Erdogan attended a summit of Group of 20 leaders in Rome and did not fly onto Scotland as previously planned. Speaking on his plane, he said Turkey’s security-related requests were refused “at the last moment,” according to Haber Television.
“Later, we learned that the standards in our rejected request could be provided exceptionally for another country,” Erdogan said, without identifying that nation. “That did not conform to diplomatic customs. We couldn’t accept this.”
The Turkish leader did not specify what the security requests pertained to, or say when the dispute had arisen. Two officials familiar with the discussions said Ankara had been told to limit the number of bodyguards who came with Erdogan and that he could not use his own vehicle in Glasgow.
Erdogan thanked U.K. Prime Minister Boris Johnson, saying he attempted to resolve the matter. “At first he stated that his problem was solved. But at the last moment, he came back to us and said that the Scottish side was making difficulties,” the president said.
Boris Johnson’s spokesman, Max Blain, declined to comment, citing an official policy of not discussing security arrangements. He told reporters the U.K. would have been “pleased” to see the Turkish president attend the talks in person and that Johnson “will continue to seek to convince the Turkish government to do more” on tackling climate change.
Police Scotland would not comment on such security matters, a spokesperson said. A Scottish government spokesperson said the same, adding: “Police Scotland, the U.K. Government and the Scottish government have worked closely with other delivery partners to deliver a safe, secure and successful COP26.”
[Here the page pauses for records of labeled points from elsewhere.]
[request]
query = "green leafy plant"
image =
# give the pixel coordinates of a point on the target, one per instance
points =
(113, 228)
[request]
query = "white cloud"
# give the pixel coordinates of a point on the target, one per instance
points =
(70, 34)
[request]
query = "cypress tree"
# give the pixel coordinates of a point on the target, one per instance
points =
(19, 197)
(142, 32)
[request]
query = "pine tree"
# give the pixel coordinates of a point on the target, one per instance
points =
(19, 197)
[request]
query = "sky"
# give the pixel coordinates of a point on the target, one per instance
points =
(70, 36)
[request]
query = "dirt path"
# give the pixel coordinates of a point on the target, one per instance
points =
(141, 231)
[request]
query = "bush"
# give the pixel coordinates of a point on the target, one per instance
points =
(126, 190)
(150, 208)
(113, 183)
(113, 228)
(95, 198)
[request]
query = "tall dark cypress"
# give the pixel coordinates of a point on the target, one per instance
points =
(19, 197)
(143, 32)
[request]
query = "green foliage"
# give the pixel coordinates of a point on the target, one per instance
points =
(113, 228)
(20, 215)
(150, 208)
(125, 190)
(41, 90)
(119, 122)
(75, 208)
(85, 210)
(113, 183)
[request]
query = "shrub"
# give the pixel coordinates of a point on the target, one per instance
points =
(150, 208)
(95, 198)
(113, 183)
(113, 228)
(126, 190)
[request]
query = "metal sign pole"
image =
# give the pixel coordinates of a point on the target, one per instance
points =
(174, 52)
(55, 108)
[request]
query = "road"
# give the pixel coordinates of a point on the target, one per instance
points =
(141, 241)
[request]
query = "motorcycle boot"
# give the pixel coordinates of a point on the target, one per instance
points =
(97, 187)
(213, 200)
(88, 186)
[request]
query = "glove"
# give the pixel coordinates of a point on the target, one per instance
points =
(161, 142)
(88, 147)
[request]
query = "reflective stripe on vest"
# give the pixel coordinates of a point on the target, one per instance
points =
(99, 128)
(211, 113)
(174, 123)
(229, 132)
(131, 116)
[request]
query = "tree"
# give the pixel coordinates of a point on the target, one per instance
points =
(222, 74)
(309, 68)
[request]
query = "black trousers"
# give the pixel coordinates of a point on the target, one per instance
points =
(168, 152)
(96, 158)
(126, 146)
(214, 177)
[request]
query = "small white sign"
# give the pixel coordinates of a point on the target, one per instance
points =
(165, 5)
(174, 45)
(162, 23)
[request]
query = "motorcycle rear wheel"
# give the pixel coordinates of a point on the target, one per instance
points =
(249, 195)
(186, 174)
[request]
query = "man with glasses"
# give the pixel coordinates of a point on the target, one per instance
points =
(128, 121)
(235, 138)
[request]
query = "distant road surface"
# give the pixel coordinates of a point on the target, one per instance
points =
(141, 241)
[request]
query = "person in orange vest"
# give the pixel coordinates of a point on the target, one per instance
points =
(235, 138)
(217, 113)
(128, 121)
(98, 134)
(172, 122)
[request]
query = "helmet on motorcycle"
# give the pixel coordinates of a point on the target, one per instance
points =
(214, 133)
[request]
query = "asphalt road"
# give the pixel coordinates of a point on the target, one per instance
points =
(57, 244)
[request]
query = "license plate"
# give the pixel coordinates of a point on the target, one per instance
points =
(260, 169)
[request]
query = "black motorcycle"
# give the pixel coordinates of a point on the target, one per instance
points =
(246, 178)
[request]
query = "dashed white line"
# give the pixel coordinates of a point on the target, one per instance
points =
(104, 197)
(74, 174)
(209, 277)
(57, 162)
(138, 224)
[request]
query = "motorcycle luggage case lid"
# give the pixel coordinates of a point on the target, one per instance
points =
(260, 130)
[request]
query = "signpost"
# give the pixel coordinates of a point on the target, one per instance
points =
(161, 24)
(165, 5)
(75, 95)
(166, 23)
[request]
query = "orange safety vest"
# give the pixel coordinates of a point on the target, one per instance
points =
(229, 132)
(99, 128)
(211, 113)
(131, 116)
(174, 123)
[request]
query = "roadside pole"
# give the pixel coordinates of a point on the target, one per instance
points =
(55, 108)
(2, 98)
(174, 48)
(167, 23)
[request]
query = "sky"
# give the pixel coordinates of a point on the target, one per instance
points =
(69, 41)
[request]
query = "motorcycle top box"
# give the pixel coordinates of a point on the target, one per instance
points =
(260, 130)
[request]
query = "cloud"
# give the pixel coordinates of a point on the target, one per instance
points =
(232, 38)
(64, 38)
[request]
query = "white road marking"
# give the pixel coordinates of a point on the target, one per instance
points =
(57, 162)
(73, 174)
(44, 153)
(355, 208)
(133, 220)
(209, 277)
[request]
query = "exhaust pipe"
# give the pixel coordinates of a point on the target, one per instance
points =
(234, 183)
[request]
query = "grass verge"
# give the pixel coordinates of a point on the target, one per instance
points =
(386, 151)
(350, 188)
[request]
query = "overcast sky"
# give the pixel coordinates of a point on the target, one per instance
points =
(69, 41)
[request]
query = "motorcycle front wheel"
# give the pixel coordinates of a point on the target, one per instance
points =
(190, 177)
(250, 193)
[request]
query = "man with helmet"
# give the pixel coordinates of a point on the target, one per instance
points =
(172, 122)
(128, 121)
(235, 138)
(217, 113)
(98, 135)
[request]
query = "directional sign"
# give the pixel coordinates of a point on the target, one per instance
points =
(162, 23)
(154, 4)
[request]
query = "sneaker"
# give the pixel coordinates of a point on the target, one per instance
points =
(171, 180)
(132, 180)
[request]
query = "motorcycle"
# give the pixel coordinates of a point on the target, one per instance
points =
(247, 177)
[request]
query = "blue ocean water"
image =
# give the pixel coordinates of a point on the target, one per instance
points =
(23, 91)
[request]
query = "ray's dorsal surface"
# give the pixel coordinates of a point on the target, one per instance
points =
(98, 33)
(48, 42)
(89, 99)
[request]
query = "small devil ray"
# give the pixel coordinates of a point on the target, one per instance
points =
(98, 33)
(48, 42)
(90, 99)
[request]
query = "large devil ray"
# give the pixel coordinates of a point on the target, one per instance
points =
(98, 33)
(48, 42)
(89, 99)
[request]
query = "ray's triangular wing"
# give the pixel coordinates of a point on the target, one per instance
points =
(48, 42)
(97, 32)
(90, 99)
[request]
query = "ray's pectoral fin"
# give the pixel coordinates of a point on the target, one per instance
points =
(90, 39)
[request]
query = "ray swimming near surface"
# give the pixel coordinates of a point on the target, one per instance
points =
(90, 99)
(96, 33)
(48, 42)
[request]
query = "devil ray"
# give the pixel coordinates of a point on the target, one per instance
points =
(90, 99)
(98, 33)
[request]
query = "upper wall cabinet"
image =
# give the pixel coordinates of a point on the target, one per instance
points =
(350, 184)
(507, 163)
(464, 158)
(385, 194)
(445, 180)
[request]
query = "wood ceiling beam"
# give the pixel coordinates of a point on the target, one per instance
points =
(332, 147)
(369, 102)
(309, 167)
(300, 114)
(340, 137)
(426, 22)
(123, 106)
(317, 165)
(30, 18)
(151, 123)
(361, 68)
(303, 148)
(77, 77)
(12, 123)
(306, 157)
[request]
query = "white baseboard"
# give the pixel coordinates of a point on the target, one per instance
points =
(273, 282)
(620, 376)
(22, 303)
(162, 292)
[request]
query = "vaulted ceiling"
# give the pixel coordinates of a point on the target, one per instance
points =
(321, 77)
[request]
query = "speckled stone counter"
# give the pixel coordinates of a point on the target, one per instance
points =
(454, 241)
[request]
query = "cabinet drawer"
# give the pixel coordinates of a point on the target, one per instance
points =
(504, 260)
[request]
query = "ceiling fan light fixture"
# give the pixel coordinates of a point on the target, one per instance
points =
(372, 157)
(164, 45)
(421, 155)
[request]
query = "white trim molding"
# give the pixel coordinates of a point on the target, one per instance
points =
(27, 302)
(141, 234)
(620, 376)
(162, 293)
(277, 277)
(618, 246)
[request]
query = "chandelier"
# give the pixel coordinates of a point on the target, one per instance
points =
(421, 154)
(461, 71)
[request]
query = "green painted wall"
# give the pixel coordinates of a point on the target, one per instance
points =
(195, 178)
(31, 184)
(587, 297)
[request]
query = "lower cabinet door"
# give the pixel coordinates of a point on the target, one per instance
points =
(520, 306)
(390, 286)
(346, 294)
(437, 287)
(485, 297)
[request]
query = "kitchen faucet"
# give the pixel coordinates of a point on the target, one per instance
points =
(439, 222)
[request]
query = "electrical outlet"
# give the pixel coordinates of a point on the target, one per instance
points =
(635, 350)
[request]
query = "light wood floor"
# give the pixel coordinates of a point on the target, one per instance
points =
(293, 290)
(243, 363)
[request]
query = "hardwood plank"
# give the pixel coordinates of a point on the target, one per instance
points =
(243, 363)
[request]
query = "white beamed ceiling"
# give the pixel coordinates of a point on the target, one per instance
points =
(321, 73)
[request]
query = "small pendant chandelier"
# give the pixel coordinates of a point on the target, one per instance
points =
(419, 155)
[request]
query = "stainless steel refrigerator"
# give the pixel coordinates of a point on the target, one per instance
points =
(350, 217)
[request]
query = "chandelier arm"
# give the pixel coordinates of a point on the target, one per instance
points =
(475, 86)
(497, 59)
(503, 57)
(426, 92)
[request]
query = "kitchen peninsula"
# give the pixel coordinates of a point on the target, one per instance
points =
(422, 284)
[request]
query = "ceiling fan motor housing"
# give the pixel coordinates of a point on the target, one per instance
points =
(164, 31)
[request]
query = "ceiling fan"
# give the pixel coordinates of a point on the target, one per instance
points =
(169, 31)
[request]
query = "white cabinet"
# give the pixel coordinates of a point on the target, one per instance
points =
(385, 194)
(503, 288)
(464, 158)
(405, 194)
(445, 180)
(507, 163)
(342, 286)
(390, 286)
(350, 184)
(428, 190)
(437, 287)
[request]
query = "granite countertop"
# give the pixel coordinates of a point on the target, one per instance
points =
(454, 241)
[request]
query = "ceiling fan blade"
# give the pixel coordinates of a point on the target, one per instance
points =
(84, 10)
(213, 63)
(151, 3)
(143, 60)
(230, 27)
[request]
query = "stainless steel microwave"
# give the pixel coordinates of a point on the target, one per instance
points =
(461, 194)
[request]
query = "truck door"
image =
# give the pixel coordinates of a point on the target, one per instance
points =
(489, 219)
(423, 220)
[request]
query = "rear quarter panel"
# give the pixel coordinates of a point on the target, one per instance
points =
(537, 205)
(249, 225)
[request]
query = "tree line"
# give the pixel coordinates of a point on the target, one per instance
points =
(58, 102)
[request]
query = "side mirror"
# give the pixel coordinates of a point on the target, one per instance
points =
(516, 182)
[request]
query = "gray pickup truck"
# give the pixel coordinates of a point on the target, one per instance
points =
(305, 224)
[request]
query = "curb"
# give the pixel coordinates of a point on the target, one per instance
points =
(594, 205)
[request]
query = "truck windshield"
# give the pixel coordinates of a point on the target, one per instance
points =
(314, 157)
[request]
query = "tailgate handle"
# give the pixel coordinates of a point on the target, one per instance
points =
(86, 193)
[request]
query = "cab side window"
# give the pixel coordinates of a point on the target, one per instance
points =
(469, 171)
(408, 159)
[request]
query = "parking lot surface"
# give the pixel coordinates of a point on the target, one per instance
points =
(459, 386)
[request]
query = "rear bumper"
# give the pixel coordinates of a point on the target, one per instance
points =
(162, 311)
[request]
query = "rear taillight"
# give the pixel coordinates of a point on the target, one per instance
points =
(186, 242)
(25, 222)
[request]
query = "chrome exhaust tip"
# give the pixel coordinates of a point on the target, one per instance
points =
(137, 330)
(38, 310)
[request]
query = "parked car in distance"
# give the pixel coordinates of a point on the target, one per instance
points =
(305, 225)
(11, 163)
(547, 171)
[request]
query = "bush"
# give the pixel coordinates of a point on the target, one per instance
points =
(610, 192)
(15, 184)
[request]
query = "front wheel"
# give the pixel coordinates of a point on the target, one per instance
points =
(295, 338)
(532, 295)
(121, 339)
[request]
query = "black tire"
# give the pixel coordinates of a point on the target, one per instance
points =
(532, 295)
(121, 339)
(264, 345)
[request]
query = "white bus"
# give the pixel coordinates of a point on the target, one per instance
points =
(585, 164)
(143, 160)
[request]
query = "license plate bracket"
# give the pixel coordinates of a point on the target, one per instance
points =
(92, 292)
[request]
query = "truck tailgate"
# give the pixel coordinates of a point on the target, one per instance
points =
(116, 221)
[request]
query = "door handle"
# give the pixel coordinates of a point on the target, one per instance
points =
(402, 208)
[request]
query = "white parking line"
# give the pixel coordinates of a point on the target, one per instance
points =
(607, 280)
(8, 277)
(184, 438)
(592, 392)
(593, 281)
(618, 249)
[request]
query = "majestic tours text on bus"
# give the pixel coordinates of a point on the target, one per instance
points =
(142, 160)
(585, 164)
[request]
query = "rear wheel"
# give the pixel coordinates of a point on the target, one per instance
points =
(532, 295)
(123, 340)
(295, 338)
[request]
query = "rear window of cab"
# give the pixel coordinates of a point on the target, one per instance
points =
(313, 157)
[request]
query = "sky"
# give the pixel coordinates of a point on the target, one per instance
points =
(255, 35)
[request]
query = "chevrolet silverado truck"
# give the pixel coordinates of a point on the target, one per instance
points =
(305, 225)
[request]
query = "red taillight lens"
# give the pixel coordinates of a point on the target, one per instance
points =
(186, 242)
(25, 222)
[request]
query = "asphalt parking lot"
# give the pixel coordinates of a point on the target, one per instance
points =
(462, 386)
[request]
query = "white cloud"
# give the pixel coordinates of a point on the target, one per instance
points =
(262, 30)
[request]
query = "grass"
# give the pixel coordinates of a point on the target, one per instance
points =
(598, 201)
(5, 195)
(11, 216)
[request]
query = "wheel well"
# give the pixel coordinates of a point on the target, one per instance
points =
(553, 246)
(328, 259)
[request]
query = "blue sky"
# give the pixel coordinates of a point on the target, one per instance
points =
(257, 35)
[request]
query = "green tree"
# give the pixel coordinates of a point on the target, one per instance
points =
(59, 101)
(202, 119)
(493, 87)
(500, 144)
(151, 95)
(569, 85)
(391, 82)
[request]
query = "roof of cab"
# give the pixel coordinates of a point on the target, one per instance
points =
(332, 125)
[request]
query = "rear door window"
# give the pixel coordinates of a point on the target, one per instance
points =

Turkey recently became the last G-20 country to ratify the 2015 Paris climate accords and said it would implement the agreement in a way that avoids it making aggressive cuts in emissions, opposing its classification as a developed country that’s required to adopt a higher level of greenhouse gas reductions.
Ahead of COP26, Turkey withdrew its request to be removed from a classification as a developed nation, Deputy Environment Minister Mehmet Emin Birpinar said on Monday by phone from Glasgow. The country reportedly recently signed an agreement to get around 3.1 billion euros in funding from the Green Climate Fund.
“Of course, behind this, there is also the effect of the memorandum of understanding on international funds, which Turkey has not been able to obtain for years,” Birpinar said. “Turkey is already accessing funds like a non-Annex-1 country today.”
Turkey has committed to achieving net-zero emissions by 2053.